Il Fatto 30.10.17
La tv russa riabilita il demone Trockij
Il
7 novembre andrà in onda la serie tv dedicata al fondatore dell’Armata
Rossa che sfidò Stalin, molto noto in Occidente ma assai meno in Patria
di Alessandro Piazza
Che
di Lev Trockij, il fondatore dell’Armata Rossa, si sappia e si parli
poco in Russia è un fatto noto. Un dato per tutti: Yandex, il motore di
ricerca più consultato, l’equivalente di Google, gli dedica non più di
100 pagine, contro le 5.000 destinate a Lenin e le oltre 10.000 a
Stalin. Anche il dibattito storico è poco sviluppato se non in elitari
ambienti accademici più preoccupati della ricerca dei finanziatori della
Rivoluzione che dell’elaborazione dei fatti. Anche l’immaginario
collettivo russo non va oltre il folclore: il sanguinario, il demone
rivoluzionario, l’ebreo saccente e noioso sono gli epiteti più usati per
commentare il personaggio storico. Per i media un convitato di pietra,
per la politica un fantasma nonostante il perdono di Gorbacev nel 1986.
A
fronte di questo sonnolento panorama appare controcorrente la decisione
di trasmettere la serie tv Trockij che andrà in onda sul Primo Canale
russo a partire dal 7 novembre, data che coincide con l’esplosione dei
moti rivoluzionari dell’Ottobre (la Russia zarista usava il calendario
giuliano) in occasione del centenario. Sono otto episodi che
ripercorrono gli eventi salienti della vita di Lev Davidovic Bronštejn
Trockij: la giovinezza, la formazione culturale e politica, la presa del
Palazzo d’Inverno, il suo ruolo come presidente del Consiglio
Rivoluzionario di Guerra, i contrasti con Stalin, l’esilio in Messico e
il suo assassinio.
Non banale l’impianto narrativo. Maggio del
1940, dopo essere scampato a un attacco di comunisti messicani, Trockij
consapevole che non può sfuggire alla battaglia contro Stalin decide di
affidarsi alle parole e rilascia una serie di interviste a Frank
Jackson, giornalista canadese filostalinista, fino a comporre il suo
testamento. Da lì si snoda la trama attraverso flashback e flashforward
che coprono tutta la sua esistenza. Emozionanti sono le scene
dell’infanzia del leader a Odessa, oggi Ucraina, i suoi amori,
l’ambiente ebraico e la sottolineatura delle capacità carismatiche del
rivoluzionario oratore.
Anche l’ambientazione, tra Russia e
Messico, è rigorosa: sono stati minuziosamente riprodotti i vestiti e la
mobilia dell’epoca, si è ricorsi ad antiquari per rendere tutto
verosimile.

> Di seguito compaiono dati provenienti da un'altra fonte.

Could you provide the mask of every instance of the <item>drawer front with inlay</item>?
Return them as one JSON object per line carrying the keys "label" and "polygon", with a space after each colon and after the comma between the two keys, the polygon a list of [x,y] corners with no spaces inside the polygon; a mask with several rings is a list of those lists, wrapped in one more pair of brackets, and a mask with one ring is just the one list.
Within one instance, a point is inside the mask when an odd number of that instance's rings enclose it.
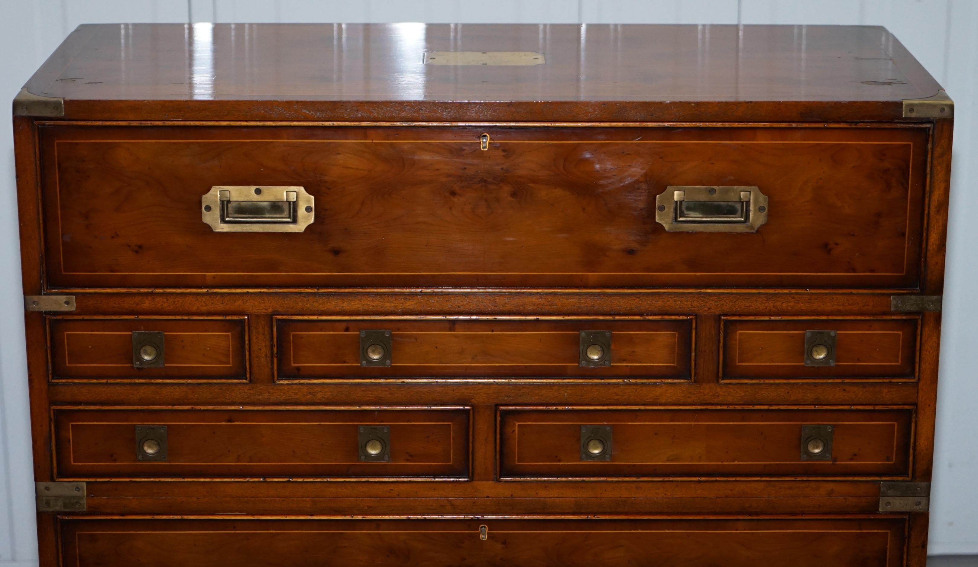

Il cast non è da meno, Kostantin Khabensky nel ruolo del
protagonista, parte che aveva già recitato in una miniserie dedicata al
poeta Esenin, ce l’ha messa tutta al punto da alterare la voce per
parlare come il leader negli ultimi anni quando era stanco ma non meno
determinato. Fin qui nulla da eccepire nel quadro del corretto
postsovietico. Per usare le (non molto spontanee) parole del produttore
Konstantin Ernst: “Questa è la prima fiction televisiva drammatica sulla
storia della Russia e Trockij fu il vero protagonista dell’Ottobre”.
Eppure,
a giudicare dal trailer e dalle dichiarazioni dei protagonisti della
fiction, ci sono elementi che fanno discutere. Primo, la
caratterizzazione del personaggio: a tratti brillante oratore, ma in
molti momenti un invasato e retorico sermonista (“Devo farla finita di
essere me stesso nel nome di un’idea suprema”) che ricorda alcune serie
tv italiane Anni Settanta. La connotazione satanica torna spesso, per
esempio nella scena in cui l’esule messicano, mentre macella un
coniglio, parla di rivoluzione e strategie attraverso un’affabulazione
mistica. Va ricordato, a proposito, che nel periodo precedente
all’ottobre, Trockij aveva seguito corsi universitari di psicanalisi
freudiana a Vienna e non bisogna neppure dimenticare che era un
raffinato lettore e autore di saggi (Letteratura e Rivoluzione). Il
macchiettismo, nemico numero uno delle riproduzioni televisive e
cinematografiche di epoche e personaggi del passato, la vince troppe
volte nello sceneggiato (“Sono pronto a sacrificare i miei figli per la
rivoluzione”).
Non ci siamo con l’analisi storica e psicologica
dell’uomo la cui ambivalenza attoriale emerge dalle parole stesse del
regista Alexander Kott: “Pochi in questo Paese sanno chi sia Trockij, lo
conoscono meglio in Occidente e in Centro America ma è stato l’artefice
della rivoluzione, quello che ha offerto le masse a Lenin su un piatto
d’argento. Ma fu anche il genio diabolico di quegli anni, non ha trovato
il suo posto negli anni successivi al 1917, non poteva fare a meno di
continuare il percorso rivoluzionario, solo una piccozza per il ghiaccio
lo fermò”. Accusato dal giornalista di usare gli stessi metodi di
Stalin il protagonista risponde: “Non sono come Koba – nomignolo per
Stalin – io agisco al servizio delle idee, lui della violenza bruta”.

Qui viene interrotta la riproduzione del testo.